Bendtsen A O, Cold G E, Astrup J, Rosenørn J
Acta Anaesthesiol Scand. 1984 Oct;28(5):473-7. doi: 10.1111/j.1399-6576.1984.tb02101.x.
In this study we report our clinical experience with supplementary thiopental loading, based on 30 patients undergoing surgery for intracranial aneurysm after a recent episode of subarachnoid haemorrhage. As standard procedure we used pentobarbitone induction, pancuronium relaxation, endotracheal intubation, maintenance with halothane 0.5%, N2O 66% in oxygen, fentanyl, and moderate hypocapnia. A thiopental load of up to 20 mg X kg-1 was supplied while the aneurysm was approached. Satisfactory and well-controlled hypotension was obtained in five cases after thiopental alone, and after thiopental and sodium nitroprusside (SNP) (means +/- s.d.) 1.3 +/- 0.9 microgram X kg-1 X min-1 in the remaining 25 patients. No ECG sign of myocardial ischaemia was observed. One disadvantage was a prolonged recovery period, which in some cases necessitated controlled ventilation for some hours. We conclude that thiopental loading can be used safely as a supplement to neuroanaesthesia for aneurysm surgery.

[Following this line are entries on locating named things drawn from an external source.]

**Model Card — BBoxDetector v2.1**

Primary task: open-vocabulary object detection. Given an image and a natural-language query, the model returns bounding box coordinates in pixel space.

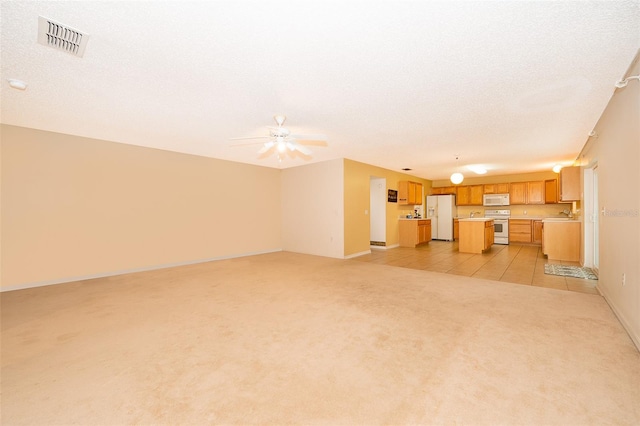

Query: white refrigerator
[425,195,457,241]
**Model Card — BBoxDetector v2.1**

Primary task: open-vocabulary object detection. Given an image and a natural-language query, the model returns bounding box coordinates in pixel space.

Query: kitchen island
[399,218,431,247]
[458,217,494,253]
[542,218,582,262]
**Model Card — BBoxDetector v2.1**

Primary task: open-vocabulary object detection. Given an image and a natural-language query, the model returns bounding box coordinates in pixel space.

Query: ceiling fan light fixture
[449,155,464,185]
[451,172,464,185]
[467,165,487,175]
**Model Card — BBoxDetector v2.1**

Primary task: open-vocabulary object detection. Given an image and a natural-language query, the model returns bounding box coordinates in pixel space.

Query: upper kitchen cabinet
[527,180,544,204]
[398,180,422,206]
[558,167,580,203]
[431,186,457,195]
[509,182,528,204]
[456,185,483,206]
[509,180,544,204]
[482,183,509,194]
[544,179,558,204]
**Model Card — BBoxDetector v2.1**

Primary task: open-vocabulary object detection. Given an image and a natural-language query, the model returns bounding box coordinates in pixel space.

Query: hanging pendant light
[450,155,464,185]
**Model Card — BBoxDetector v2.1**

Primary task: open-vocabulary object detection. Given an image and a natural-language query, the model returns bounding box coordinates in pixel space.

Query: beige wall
[0,125,282,290]
[282,159,344,259]
[344,160,431,257]
[579,53,640,348]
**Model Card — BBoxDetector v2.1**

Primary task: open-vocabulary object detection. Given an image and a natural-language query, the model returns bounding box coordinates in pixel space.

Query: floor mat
[544,263,598,280]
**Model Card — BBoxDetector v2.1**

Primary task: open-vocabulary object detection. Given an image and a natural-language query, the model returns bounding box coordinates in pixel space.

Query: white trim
[369,244,400,250]
[597,287,640,351]
[344,250,371,259]
[0,249,282,293]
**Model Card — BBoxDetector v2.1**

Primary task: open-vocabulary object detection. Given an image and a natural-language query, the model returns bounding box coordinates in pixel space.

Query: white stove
[484,209,511,244]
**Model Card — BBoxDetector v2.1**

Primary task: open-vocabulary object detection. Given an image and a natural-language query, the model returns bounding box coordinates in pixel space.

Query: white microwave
[482,194,509,206]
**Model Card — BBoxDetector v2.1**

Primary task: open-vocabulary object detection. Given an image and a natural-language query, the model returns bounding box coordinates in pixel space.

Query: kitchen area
[399,167,582,262]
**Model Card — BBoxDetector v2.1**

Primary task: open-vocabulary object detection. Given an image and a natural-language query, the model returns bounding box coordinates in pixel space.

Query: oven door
[493,219,509,244]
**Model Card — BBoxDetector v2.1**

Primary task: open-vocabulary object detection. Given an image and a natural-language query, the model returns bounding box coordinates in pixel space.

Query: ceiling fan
[231,115,327,161]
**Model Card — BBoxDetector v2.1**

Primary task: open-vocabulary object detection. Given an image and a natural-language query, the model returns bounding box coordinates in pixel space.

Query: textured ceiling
[0,0,640,179]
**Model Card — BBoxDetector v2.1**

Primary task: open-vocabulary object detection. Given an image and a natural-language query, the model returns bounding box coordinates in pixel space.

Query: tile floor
[353,241,599,294]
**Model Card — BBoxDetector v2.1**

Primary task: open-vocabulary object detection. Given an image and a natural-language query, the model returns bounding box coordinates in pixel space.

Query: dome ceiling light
[616,75,640,89]
[450,155,464,185]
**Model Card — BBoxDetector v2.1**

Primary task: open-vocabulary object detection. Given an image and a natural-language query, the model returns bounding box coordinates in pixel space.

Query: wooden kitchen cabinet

在本研究中,我们报告了基于30例近期发生蛛网膜下腔出血后接受颅内动脉瘤手术患者的硫喷妥钠补充负荷给药的临床经验。作为标准操作,我们采用戊巴比妥诱导、泮库溴铵松弛、气管插管,并用0.5%氟烷、66%氧化亚氮加氧气、芬太尼维持麻醉,并适度降低二氧化碳分压。在接近动脉瘤时给予高达20mg/kg的硫喷妥钠负荷量。仅使用硫喷妥钠后,5例患者获得了满意且血压控制良好的低血压状态,其余25例患者在使用硫喷妥钠和硝普钠(SNP)后(均值±标准差)为1.3±0.9μg/kg/min获得满意且血压控制良好的低血压状态。未观察到心肌缺血的心电图迹象。一个缺点是恢复期延长,在某些情况下需要进行数小时的控制通气。我们得出结论,硫喷妥钠负荷给药可安全地用作动脉瘤手术神经麻醉的补充。